In der Praxis ist ein häufiger Anwendungsfall, wo es zwingend Geschäftsführer und Gesellschafterbeschluss braucht, die fristgemäße Offenlegung des Jahresabschlusses. Erfolgt diese nicht rechtzeitig, werden Ordnungsgelder von in der Regel mindestens 2.500 EUR verhängt.
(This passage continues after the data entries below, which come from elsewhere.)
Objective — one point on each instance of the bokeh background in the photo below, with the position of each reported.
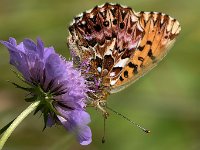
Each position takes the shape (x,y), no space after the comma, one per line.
(166,100)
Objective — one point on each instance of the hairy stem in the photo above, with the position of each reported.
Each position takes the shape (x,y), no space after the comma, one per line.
(16,122)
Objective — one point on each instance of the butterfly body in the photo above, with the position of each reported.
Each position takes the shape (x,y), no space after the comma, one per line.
(114,46)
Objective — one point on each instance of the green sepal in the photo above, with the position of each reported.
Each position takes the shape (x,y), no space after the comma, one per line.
(31,99)
(20,77)
(40,106)
(6,127)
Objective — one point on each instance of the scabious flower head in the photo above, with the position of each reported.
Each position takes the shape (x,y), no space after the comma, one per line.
(53,81)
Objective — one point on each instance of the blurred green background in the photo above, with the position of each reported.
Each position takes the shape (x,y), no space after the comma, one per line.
(166,100)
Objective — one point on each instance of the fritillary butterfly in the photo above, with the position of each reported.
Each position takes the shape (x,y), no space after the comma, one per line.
(114,46)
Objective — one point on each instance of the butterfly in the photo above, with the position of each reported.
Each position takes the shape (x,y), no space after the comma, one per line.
(113,46)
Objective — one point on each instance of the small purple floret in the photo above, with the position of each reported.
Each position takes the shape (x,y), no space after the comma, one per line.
(41,66)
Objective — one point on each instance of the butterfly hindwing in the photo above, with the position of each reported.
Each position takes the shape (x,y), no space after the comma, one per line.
(117,46)
(160,32)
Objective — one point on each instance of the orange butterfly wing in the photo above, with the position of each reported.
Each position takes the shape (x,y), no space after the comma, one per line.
(160,31)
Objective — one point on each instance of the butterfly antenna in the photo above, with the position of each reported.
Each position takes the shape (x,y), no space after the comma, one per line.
(140,127)
(104,130)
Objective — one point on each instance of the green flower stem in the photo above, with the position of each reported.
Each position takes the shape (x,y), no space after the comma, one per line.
(16,122)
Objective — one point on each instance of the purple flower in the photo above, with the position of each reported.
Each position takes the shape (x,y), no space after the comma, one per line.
(60,88)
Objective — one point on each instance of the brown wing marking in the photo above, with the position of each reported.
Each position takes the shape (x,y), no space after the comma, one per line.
(160,33)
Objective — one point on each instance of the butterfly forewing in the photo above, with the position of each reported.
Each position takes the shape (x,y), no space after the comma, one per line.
(117,45)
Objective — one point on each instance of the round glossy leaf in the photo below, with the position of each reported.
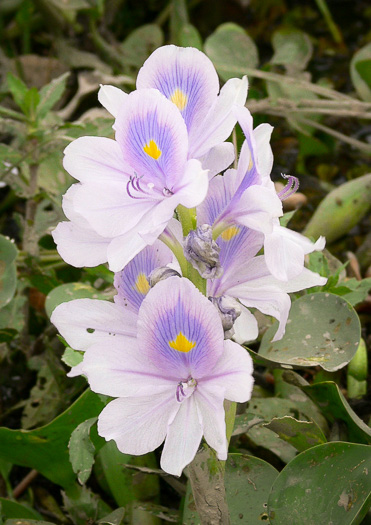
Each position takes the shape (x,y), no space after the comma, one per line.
(248,481)
(291,48)
(328,485)
(323,329)
(8,274)
(231,50)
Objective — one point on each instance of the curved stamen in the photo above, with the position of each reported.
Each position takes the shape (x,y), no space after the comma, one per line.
(291,187)
(136,191)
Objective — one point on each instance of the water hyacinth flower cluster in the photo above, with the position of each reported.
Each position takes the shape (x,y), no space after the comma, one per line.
(194,245)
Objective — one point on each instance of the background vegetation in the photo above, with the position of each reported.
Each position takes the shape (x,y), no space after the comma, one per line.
(308,65)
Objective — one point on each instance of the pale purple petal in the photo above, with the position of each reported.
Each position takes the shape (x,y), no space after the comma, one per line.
(209,399)
(118,367)
(284,252)
(183,438)
(180,329)
(153,139)
(238,245)
(245,327)
(137,424)
(264,155)
(255,208)
(195,184)
(216,127)
(185,76)
(112,98)
(80,246)
(96,159)
(233,372)
(109,209)
(83,322)
(218,158)
(132,282)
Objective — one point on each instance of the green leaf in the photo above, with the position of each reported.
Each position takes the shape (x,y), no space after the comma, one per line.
(300,434)
(83,506)
(82,450)
(46,449)
(72,357)
(323,329)
(13,509)
(68,292)
(140,44)
(335,407)
(190,37)
(18,89)
(352,290)
(264,410)
(231,50)
(31,101)
(114,518)
(51,94)
(360,66)
(248,481)
(325,484)
(18,521)
(341,209)
(292,48)
(8,272)
(125,485)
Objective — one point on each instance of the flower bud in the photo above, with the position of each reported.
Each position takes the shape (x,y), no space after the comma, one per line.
(159,274)
(228,309)
(202,252)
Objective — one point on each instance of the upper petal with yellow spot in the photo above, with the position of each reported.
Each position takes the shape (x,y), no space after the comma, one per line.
(229,233)
(141,284)
(179,98)
(182,344)
(152,149)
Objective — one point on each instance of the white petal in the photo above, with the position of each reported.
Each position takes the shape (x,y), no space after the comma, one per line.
(183,438)
(84,322)
(218,159)
(195,184)
(96,159)
(109,209)
(233,372)
(264,155)
(285,249)
(80,246)
(137,424)
(245,327)
(209,399)
(220,120)
(112,98)
(118,367)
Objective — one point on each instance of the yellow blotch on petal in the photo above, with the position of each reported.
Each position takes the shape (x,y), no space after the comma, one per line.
(179,98)
(229,233)
(152,149)
(141,284)
(181,343)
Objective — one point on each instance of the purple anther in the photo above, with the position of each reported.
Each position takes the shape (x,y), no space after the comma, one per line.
(291,187)
(179,391)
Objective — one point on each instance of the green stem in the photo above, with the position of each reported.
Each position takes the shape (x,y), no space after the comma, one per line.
(334,30)
(187,217)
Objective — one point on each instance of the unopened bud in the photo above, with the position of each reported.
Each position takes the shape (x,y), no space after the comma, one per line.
(202,252)
(228,309)
(159,274)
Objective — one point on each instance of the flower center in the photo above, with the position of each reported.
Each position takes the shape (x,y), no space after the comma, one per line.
(152,149)
(179,99)
(185,389)
(182,344)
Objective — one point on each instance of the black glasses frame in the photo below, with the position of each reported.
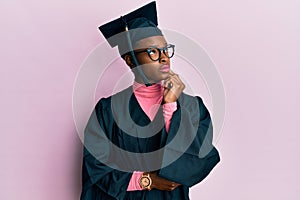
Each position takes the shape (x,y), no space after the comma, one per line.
(164,49)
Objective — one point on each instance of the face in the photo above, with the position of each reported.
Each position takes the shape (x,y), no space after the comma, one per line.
(155,71)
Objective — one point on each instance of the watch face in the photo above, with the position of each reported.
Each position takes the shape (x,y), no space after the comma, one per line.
(145,181)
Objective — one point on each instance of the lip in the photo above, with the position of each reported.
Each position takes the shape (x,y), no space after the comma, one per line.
(165,68)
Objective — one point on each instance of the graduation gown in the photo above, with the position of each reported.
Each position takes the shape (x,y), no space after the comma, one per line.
(186,154)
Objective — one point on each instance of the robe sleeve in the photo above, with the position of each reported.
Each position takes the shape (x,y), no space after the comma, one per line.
(98,179)
(196,161)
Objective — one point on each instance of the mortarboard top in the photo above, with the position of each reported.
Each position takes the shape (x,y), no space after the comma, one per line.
(142,23)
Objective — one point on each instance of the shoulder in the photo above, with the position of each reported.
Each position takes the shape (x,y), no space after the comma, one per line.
(105,103)
(189,101)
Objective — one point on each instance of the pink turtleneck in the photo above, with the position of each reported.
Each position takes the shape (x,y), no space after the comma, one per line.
(150,99)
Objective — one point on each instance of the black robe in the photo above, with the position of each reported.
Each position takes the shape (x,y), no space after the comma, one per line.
(186,159)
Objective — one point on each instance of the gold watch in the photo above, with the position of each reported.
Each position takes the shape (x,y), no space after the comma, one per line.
(146,181)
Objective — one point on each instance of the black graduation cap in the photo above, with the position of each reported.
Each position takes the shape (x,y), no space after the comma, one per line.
(125,31)
(143,19)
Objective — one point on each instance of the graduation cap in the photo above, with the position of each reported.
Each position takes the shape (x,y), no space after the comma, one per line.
(125,31)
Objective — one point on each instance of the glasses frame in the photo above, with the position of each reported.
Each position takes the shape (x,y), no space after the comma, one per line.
(164,49)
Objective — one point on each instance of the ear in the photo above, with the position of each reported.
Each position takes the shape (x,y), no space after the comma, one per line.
(129,61)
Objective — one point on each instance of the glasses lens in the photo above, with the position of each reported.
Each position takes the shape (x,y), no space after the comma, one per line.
(154,53)
(169,50)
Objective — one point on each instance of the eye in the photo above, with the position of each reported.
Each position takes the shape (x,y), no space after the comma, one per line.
(152,51)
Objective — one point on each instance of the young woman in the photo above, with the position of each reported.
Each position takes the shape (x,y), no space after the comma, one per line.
(150,141)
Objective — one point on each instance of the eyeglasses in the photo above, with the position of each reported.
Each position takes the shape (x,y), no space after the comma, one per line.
(154,53)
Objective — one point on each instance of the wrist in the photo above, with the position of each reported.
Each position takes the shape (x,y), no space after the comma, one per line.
(146,181)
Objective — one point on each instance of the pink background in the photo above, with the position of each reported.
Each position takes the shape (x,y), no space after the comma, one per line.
(254,44)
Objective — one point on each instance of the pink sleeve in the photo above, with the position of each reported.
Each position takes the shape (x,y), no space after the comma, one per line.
(168,110)
(134,183)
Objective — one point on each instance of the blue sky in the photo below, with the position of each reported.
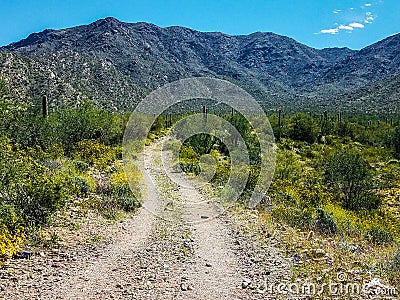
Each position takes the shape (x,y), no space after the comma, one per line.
(316,23)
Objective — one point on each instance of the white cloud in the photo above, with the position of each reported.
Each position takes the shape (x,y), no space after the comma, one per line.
(356,25)
(330,31)
(345,27)
(369,18)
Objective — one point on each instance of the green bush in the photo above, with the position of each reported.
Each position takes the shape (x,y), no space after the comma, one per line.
(81,186)
(351,179)
(325,222)
(81,166)
(378,236)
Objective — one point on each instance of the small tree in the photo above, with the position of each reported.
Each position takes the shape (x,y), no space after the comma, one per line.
(301,127)
(351,179)
(396,141)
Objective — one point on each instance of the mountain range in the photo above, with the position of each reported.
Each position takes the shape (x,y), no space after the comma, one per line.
(115,64)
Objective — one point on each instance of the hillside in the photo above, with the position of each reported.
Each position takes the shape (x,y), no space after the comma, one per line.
(116,63)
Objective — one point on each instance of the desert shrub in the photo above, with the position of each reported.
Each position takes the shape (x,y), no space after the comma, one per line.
(352,180)
(10,242)
(94,153)
(32,189)
(295,217)
(122,193)
(86,122)
(378,235)
(395,263)
(81,185)
(301,127)
(325,222)
(288,166)
(81,166)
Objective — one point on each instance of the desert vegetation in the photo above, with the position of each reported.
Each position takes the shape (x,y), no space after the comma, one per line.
(335,190)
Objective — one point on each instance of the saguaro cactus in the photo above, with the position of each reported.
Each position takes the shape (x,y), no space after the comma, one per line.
(45,107)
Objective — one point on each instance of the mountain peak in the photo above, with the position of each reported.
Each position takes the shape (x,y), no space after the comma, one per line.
(107,22)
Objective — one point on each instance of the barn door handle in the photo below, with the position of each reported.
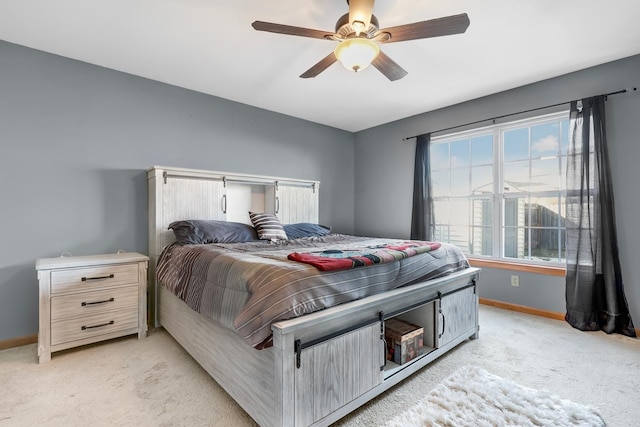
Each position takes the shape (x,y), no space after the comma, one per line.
(98,326)
(98,302)
(86,279)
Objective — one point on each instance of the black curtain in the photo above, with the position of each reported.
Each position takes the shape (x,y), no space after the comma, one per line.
(422,218)
(594,291)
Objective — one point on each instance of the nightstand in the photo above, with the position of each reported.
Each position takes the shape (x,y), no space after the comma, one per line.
(85,299)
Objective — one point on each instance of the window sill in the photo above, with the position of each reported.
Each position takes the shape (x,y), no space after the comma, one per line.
(514,266)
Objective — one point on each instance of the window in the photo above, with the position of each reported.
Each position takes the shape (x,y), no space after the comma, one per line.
(500,191)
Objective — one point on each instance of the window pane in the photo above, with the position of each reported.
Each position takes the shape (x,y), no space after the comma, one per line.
(441,233)
(482,150)
(481,241)
(460,155)
(440,183)
(516,177)
(441,211)
(439,154)
(514,242)
(482,213)
(545,140)
(530,198)
(460,181)
(459,212)
(544,244)
(564,136)
(563,173)
(514,212)
(516,145)
(482,180)
(545,211)
(545,174)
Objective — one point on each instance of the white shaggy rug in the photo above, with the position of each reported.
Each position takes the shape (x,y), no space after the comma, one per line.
(473,397)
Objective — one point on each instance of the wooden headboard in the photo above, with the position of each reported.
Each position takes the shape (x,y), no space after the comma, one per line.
(180,194)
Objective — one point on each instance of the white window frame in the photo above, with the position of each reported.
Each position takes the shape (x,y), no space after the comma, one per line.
(499,195)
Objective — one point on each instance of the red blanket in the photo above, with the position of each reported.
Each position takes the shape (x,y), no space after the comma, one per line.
(332,260)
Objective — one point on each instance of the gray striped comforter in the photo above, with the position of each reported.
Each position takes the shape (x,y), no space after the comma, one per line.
(249,286)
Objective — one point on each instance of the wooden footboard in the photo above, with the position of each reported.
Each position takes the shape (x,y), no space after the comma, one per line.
(326,364)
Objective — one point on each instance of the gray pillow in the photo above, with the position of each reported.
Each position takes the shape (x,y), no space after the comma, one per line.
(268,226)
(197,232)
(305,229)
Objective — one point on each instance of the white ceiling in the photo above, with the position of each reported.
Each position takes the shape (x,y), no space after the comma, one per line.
(209,46)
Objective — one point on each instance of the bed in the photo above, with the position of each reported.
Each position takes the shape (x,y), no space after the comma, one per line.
(314,361)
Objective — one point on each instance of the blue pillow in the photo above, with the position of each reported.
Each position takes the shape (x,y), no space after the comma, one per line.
(305,229)
(198,232)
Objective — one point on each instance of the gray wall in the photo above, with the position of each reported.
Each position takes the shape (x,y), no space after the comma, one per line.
(384,172)
(76,141)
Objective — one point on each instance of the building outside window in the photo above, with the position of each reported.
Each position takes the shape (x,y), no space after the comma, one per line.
(499,192)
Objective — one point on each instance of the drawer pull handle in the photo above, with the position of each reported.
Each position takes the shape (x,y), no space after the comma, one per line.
(84,304)
(98,326)
(85,279)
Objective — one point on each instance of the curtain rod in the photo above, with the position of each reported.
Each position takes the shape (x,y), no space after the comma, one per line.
(520,112)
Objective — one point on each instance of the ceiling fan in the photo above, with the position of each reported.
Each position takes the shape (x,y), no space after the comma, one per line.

Der Jahresabschluss ist aber zwingend von der Gesellschafterversammlung festzustellen und vom Geschäftsführer offen zu legen. Ist der Geschäftsführer verstorben oder ist er handlungsunfähig, kann die Offenlegung nicht erfolgen, ist er gleichzeitig Gesellschafter, kann auch die Beschlussfassung nicht erfolgen.

Verstirbt der Alleingesellschafter-Geschäftsführer einer GmbH, ist das genauso problematisch, denn gegenüber der Gesellschaft gilt nach wie vor der Verstorbene als Gesellschafter, weil er der ist, der in der Gesellschafterliste im Handelsregister steht.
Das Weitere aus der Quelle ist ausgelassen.